I was recently trying to solve some task in Python and I have found the solution that seems to have the complexity of O(n log n), but I believe it is very inefficient for some inputs (such as first parameter being 0 and pairs being very long list of zeros).
It has also three levels of for loops. I believe it can be optimized, but at the moment I cannot optimize it more, I am probably just missing something obvious ;)
So, basically, the problem is as follows:
Given list of integers (values), the function needs to return the number of indexes' pairs that meet the following criteria:
lets assume single index pair is a tuple like (index1, index2),
then values[index1] == complementary_diff - values[index2] is true,
Example:
If given a list like [1, 3, -4, 0, -3, 5] as values and 1 as complementary_diff, the function should return 4 (which is the length of the following list of indexes' pairs: [(0, 3), (2, 5), (3, 0), (5, 2)]).
This is what I have so far, it should work perfectly most of the time, but - as I said - in some cases it could run very slowly, despite the approximation of its complexity O(n log n) (it looks like pessimistic complexity is O(n^2)).
def complementary_pairs_number (complementary_diff, values):
value_key = {} # dictionary storing indexes indexed by values
for index, item in enumerate(values):
try:
value_key[item].append(index)
except (KeyError,): # the item has not been found in value_key's keys
value_key[item] = [index]
key_pairs = set() # key pairs are unique by nature
for pos_value in value_key: # iterate through keys of value_key dictionary
sym_value = complementary_diff - pos_value
if sym_value in value_key: # checks if the symmetric value has been found
for i1 in value_key[pos_value]: # iterate through pos_values' indexes
for i2 in value_key[sym_value]: # as above, through sym_values
# add indexes' pairs or ignore if already added to the set
key_pairs.add((i1, i2))
key_pairs.add((i2, i1))
return len(key_pairs)
For the given example it behaves like that:
>>> complementary_pairs_number(1, [1, 3, -4, 0, -3, 5])
4
If you see how the code could be "flattened" or "simplified", please let me know.
I am not sure if just checking for complementary_diff == 0 etc. is the best approach - if you think it is, please let me know.
EDIT: I have corrected the example (thanks, unutbu!).
I think this improves the complexity to O(n):
value_key.setdefault(item,[]).append(index) is faster than using
the try..except blocks.
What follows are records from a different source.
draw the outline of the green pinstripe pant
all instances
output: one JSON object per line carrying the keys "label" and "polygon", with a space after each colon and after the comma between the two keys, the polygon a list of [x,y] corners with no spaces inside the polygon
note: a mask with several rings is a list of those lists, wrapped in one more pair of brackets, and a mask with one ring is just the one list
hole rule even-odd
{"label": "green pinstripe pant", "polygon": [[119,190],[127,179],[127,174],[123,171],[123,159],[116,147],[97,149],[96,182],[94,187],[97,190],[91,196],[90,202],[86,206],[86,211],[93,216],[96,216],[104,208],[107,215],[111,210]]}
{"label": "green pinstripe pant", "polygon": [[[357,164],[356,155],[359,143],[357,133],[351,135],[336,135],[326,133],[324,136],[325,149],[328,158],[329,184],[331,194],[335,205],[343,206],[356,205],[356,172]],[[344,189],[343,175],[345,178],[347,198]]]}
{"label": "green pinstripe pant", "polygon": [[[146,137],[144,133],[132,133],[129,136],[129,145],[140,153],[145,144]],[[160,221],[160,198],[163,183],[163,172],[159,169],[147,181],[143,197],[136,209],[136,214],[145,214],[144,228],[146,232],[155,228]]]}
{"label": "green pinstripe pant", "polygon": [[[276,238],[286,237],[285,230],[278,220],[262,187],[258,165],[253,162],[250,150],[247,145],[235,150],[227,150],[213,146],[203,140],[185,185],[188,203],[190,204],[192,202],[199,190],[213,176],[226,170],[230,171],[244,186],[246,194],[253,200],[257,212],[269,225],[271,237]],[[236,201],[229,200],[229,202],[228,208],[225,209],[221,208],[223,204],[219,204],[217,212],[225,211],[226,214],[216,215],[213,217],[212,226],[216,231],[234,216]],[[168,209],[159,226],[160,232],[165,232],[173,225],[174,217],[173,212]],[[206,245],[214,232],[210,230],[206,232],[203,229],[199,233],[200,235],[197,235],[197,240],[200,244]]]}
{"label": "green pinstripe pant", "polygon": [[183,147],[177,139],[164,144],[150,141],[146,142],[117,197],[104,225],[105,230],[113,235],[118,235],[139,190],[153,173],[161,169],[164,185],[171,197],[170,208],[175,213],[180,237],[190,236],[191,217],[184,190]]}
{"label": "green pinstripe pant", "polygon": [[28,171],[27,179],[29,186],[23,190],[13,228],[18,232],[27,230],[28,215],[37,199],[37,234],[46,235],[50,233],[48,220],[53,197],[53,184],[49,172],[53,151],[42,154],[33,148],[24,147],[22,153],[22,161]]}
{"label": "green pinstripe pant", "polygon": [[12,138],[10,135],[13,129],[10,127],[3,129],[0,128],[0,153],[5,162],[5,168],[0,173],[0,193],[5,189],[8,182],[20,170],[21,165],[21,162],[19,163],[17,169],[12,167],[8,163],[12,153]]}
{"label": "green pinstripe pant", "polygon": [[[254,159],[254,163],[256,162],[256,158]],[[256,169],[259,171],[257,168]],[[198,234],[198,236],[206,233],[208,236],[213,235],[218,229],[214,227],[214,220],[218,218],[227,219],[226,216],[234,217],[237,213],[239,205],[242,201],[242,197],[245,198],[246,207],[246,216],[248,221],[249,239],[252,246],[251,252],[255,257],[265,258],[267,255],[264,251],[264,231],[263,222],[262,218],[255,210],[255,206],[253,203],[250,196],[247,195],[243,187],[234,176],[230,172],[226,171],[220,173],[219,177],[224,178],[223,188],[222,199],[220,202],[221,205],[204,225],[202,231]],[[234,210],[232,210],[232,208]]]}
It is also faster than using a collections.defaultdict(list). (I tested this with ipython %timeit.)
The original code visits every solution twice. For each pos_value
in value_key, there is a unique sym_value associated with
pos_value. There are solutions when sym_value is also in
value_key. But when we iterate over the keys in value_key,
pos_value is eventually assigned to the value of sym_value, which
make the code repeat the calculation it has already done. So you can
cut the work in half if you can stop pos_value from equaling the
old sym_value. I implemented that with a seen = set() to keep
track of seen sym_values.
The code only cares about len(key_pairs), not the key_pairs themselves. So instead of keeping track of the pairs (with a
set), we can simply keep track of the count (with num_pairs). So we can replace the two inner for-loops with
num_pairs += 2*len(value_key[pos_value])*len(value_key[sym_value])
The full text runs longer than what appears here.